HILOBROW: People coming together over their differences is something that is of a compelling interest to Americans at the moment. And we just came through an election where many of the campaigners it seems were more concerned with beating some supposed statistics than with making a case. It’s like we’ve gone from prophets to mere “experts,” and in that light, in your book I can almost see Metron as having gone from being the god of amoral science to being the god of prescriptive polling. You know, he’s got this prophecy that he says you’ve got to follow… I’m coming at it this week from a very specific lens, so I’m wondering how you saw that characterization.

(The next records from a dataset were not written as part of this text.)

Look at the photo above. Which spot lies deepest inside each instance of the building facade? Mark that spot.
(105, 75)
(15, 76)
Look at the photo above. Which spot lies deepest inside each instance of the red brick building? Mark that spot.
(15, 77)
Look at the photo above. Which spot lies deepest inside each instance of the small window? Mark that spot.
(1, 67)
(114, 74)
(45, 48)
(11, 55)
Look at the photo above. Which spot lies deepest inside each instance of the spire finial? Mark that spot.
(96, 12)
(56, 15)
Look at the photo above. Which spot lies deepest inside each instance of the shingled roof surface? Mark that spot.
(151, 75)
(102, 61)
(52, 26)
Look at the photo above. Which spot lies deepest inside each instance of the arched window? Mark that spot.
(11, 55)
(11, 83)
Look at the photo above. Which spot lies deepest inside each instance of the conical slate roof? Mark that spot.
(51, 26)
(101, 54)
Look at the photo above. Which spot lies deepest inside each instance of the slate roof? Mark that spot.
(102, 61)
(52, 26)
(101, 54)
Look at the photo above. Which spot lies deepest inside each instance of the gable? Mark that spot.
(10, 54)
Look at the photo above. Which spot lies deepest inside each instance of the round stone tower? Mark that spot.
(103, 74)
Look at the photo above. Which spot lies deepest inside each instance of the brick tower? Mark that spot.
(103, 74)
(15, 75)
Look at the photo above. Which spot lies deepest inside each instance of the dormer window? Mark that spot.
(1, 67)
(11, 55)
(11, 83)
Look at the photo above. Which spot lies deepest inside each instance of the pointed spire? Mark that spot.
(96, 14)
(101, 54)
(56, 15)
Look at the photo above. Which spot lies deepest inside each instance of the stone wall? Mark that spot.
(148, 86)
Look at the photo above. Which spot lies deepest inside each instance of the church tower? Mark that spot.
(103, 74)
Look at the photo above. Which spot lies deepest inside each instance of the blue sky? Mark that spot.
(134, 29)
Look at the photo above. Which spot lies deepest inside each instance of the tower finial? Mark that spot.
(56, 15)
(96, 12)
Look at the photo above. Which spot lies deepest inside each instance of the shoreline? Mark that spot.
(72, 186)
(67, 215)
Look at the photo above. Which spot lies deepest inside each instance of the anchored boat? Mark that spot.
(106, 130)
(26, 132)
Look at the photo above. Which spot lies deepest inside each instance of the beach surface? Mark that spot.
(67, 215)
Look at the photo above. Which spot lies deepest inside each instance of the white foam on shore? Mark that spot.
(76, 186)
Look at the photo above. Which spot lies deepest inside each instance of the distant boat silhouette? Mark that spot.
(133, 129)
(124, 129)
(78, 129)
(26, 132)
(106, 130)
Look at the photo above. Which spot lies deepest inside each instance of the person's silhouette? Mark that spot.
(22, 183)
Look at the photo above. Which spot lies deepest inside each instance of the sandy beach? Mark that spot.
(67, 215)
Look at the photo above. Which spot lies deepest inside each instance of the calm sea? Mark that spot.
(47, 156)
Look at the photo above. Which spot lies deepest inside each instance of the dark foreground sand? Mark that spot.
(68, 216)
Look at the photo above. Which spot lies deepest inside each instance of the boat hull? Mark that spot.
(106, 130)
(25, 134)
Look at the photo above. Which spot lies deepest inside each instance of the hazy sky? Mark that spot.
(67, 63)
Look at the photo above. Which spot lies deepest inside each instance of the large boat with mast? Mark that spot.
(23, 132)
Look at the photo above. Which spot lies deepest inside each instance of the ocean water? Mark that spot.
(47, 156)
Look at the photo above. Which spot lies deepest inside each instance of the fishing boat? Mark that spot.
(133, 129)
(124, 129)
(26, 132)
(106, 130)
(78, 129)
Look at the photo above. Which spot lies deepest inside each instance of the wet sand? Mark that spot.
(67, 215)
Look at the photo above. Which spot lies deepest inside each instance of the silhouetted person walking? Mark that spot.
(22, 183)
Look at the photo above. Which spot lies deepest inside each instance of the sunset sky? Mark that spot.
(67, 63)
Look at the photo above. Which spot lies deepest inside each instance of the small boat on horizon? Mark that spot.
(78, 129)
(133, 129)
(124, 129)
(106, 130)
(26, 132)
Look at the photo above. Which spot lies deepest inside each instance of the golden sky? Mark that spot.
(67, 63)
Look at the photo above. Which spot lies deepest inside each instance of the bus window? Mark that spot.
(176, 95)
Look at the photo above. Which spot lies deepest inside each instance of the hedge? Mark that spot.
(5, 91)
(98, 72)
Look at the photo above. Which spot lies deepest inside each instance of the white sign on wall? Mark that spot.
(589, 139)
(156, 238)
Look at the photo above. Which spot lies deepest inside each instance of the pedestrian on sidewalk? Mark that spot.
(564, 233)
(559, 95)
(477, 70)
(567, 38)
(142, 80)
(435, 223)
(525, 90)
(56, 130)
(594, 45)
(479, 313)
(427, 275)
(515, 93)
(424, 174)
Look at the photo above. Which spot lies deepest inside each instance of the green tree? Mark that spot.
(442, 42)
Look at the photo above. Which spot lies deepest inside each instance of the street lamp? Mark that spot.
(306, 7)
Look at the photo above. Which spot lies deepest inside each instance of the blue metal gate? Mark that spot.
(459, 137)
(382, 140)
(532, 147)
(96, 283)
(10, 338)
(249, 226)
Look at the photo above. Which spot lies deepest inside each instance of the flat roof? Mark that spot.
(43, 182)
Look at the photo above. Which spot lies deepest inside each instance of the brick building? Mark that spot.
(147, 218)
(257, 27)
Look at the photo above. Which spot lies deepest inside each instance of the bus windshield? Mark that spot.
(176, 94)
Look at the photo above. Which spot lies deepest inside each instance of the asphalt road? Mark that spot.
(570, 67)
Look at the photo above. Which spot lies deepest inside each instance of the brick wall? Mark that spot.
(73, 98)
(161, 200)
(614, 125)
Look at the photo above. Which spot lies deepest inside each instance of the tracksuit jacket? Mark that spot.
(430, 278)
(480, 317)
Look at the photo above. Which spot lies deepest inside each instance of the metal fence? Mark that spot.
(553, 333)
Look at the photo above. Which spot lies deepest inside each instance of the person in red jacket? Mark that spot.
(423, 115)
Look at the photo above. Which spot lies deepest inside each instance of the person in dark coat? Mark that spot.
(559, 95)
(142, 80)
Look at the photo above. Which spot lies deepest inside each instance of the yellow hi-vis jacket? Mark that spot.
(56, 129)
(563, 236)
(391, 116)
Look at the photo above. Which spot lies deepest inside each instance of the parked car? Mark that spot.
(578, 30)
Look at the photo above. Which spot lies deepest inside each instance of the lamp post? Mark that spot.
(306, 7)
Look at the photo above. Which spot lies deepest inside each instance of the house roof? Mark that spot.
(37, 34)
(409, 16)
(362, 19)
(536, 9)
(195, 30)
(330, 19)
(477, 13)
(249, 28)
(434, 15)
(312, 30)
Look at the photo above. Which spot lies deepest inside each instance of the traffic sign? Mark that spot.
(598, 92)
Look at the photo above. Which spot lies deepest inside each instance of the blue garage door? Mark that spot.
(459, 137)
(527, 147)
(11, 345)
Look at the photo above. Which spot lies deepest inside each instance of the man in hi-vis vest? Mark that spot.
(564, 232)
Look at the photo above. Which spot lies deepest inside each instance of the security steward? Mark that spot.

V: Science, statistics, they don’t account for feelings and emotions and morality. They are as they are. And I also find it very interesting that Metron has this sort of communion with the Source which no other god has access to quite in the way that he does. And so it seems to me a lost opportunity if Metron were not the kind of character to keep some of the prophecy to himself and only give out what he thought was statistically important for each side of the struggle to hear. And so to me, Metron is kind of born off of this Hindu mythology character in my mind. There’s a character in Hindu mythology called Narada, who is this sage, all-knowing and wise, but he seems to take extra delight in going over to gods and other important characters and sort of needling them just enough to get them to act one way or the other and then sitting back and watching the chaos play out. So yeah, I would be very reticent to say whether Metron is a good guy or a bad guy. I would like to say he’s both above and beneath all of these classifications.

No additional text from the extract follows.